Though it is difficult to plan fully for all consequences of a megacatastrophe, the more information a risk manager has, the better prepared an organization will be when the time comes to rebuild. Almost five years after Hurricane Katrina devastated the Gulf Coast, the rebuilding process continues. Residents have moved to different neighborhoods while their homes are rebuilt, businesses have relocated, and many of those who kept their jobs through the tragedy have had to make new arrangements for getting to and from work.

One of the unique consequences of a megacatastrophe is “demand surge.” The phenomenon is defined as the increased cost of construction due to the large number of properties needing replacement or repair following a major disaster. After Hurricane Charley hit southwest Florida in 2004, many property owners were informed it would take at least three years before their properties could be replaced because of a severe shortage of construction materials and labor. During the back-to-back record-breaking storm seasons of 2004 and 2005 labor costs increased by more than 34 percent in the southeastern states of Louisiana, Mississippi, Alabama, and Florida. The installed cost of common asphalt shingles in those states rose by 39 percent.

Those are just a few of the many costs and factors involved in property insurance repair that risk managers must consider when planning an effective catastrophe risk management program. In recent years, new technology, research, and services have given risk managers the ability to access critical construction and claims cost information that can have a significant impact on risk management decisions.
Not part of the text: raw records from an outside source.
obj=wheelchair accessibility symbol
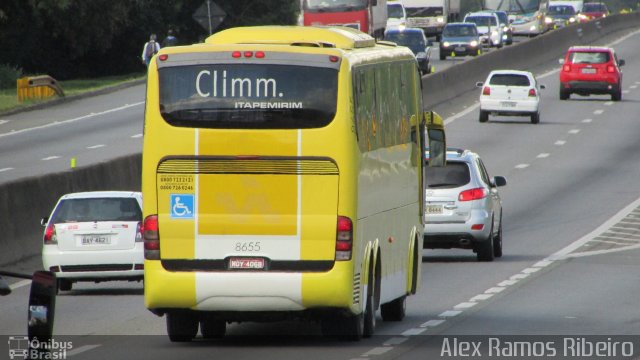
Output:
[171,194,194,219]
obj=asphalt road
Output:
[0,30,640,360]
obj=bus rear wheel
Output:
[167,311,198,342]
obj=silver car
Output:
[423,149,507,261]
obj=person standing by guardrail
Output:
[142,34,160,67]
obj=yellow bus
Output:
[142,26,444,341]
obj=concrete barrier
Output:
[0,154,142,265]
[422,13,640,108]
[0,13,640,265]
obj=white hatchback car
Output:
[41,191,144,291]
[476,70,545,124]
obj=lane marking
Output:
[400,328,429,336]
[438,310,462,317]
[0,101,144,138]
[67,345,101,356]
[420,319,446,327]
[453,302,478,310]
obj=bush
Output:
[0,64,22,89]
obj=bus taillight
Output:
[336,216,353,261]
[142,215,160,260]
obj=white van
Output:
[464,12,504,48]
[387,1,407,29]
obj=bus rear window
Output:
[159,64,338,129]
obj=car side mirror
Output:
[0,276,11,296]
[491,176,507,187]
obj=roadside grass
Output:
[0,73,146,112]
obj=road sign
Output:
[193,0,227,35]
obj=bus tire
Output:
[200,315,227,339]
[167,311,198,342]
[380,295,407,321]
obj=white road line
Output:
[469,294,493,301]
[420,319,446,327]
[453,302,478,310]
[547,198,640,260]
[400,328,429,336]
[484,286,506,294]
[67,345,101,356]
[9,280,31,290]
[0,101,144,138]
[438,310,462,317]
[362,346,393,356]
[382,336,409,346]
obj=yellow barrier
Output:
[17,75,64,102]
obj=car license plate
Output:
[426,205,442,214]
[80,235,111,245]
[229,257,265,270]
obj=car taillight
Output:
[140,215,160,260]
[136,221,144,242]
[336,216,353,261]
[458,188,489,201]
[44,224,58,245]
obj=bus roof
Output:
[206,26,376,49]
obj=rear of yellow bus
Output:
[142,28,362,341]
For example, risk managers can use such data to create an accurate insurance-to-value estimate, which helps match insurance premiums with the calculated property risk.
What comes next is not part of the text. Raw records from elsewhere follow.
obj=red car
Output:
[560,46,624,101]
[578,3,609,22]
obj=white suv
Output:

Claims costs are also useful risk management tools, helping risk mangers track and compare national, regional, and local trends with their ¬under¬lying risk calculations to determine the need for timely adjustments. What’s more, trend data can be used to help risk managers set reserves and monitor the impact of rising costs, which is particularly important for risk managers seeking to model risk during the current and challenging economic downturn.

For example, a significant economic downturn in 2008 led some to expect a decrease in construction costs. Instead a spike in oil prices dramatically increased the cost of many materials. Petroleum-based composition shingles — a common material used in areas hit by wind and hail damage from hurricanes, severe thunderstorms, and tornadoes — increased by more than 71 percent when compared with the previous year. Risk managers with access to this type of claims cost information are immediately alerted to changing risks and can make immediate adjustments.

Over the last several years, catastrophe modeling technology has grown into a powerful and reliable tool risk managers can use to assess potential risks across the enterprise and make better, more informed business decisions. Risk managers can no longer afford to plan solely for the physical threats a catastrophe poses to a single location. Rather, the modern risk manager faces the tremendous challenge of planning for and mitigating the far-reaching physical and intangible risks associated with a major catastrophic event. Those who adopt advanced modeling and data analysis tools will be able to help their organizations operate successfully in the face of potential megacatastrophes.

Gary Kerney is assistant vice president of ISO’s Property Claim Services® (PCS®) division, Bill Churney is a vice president at AIR Worldwide, and Jim Loveland is president and CEO of Xactware Solutions. ISO, AIR, and Xactware are subsidiaries of Verisk Analytics.